A compensação tributária é um importante mecanismo dentro do Direito Tributário brasileiro que permite ao contribuinte quitar obrigações fiscais utilizando créditos previamente constituídos contra o Fisco. Essa ferramenta, prevista na legislação, tem sua relevância amplificada em contextos de insegurança econômica ou de elevada carga tributária, sendo recorrente na atuação da advocacia tributária.

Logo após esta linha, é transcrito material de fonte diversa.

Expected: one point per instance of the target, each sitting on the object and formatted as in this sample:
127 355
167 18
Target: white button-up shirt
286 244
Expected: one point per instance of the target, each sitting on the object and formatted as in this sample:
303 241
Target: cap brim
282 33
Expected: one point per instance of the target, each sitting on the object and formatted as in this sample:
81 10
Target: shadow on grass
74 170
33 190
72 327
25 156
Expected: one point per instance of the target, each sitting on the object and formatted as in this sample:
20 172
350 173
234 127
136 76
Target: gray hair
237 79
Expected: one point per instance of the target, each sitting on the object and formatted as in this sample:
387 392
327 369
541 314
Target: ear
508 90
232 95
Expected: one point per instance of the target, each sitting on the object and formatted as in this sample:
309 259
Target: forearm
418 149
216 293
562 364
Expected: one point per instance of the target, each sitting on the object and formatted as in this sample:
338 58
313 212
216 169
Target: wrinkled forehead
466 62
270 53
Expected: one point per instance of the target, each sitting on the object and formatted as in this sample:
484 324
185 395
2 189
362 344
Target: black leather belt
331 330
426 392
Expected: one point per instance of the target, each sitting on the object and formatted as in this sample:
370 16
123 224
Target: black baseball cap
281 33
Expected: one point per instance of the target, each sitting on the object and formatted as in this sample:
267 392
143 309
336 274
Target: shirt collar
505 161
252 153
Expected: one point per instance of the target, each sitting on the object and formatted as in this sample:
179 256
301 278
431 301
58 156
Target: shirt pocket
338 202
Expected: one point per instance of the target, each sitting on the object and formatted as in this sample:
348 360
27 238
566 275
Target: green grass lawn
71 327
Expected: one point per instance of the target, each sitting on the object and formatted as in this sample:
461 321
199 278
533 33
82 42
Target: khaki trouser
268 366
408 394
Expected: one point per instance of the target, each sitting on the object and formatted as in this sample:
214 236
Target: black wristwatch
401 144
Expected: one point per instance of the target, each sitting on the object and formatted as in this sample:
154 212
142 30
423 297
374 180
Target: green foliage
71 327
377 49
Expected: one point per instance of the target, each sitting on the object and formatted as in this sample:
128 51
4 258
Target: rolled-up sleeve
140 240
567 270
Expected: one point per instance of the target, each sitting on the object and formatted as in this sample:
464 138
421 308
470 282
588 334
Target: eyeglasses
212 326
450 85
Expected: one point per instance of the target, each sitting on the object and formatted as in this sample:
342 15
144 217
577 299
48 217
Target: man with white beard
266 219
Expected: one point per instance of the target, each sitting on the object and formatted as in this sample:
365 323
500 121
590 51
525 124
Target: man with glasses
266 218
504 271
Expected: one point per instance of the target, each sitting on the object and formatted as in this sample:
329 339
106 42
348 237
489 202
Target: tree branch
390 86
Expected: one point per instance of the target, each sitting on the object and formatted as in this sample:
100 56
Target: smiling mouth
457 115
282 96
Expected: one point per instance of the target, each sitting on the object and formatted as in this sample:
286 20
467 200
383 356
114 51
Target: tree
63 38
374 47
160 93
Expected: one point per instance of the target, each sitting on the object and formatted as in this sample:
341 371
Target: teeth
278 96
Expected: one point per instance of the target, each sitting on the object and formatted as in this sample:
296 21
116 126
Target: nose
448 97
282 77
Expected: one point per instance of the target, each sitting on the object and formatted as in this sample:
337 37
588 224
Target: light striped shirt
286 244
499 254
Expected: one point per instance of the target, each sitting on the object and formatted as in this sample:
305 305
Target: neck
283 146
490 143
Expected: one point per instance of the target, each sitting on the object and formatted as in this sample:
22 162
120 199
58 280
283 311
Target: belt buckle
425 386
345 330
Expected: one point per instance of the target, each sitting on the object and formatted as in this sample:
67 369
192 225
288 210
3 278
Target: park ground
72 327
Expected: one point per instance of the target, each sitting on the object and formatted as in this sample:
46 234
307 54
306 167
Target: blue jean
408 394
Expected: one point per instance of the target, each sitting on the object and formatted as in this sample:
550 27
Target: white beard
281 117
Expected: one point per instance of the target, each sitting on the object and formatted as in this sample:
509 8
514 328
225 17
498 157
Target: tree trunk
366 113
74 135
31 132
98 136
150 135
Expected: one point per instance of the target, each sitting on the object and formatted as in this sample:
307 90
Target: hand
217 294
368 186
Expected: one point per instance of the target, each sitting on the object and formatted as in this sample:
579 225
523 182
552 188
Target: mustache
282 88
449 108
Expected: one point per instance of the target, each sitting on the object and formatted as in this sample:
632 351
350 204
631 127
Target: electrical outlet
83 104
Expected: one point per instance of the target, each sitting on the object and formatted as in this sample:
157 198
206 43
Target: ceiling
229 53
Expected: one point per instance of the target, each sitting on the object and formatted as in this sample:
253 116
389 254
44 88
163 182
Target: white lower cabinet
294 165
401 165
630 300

No entanto, alterações legislativas recentes vêm gerando controvérsias quanto à segurança jurídica e efetividade desse direito, suscitando dúvidas sobre a manutenção de garantias constitucionais e a previsibilidade normativa. Neste artigo, exploramos em profundidade o instituto da compensação tributária, seus fundamentos, limites e os impactos jurídicos decorrentes de mudanças normativas relacionadas à matéria.
A compensação tributária está fundamentada, sobretudo, no artigo 170 do Código Tributário Nacional (CTN), que estabelece:
“A lei pode, nas condições e garantias que estipular, ou permitir ao sujeito passivo compensar créditos tributários com créditos líquidos e certos, vencidos e exigíveis, contra a Fazenda Pública.”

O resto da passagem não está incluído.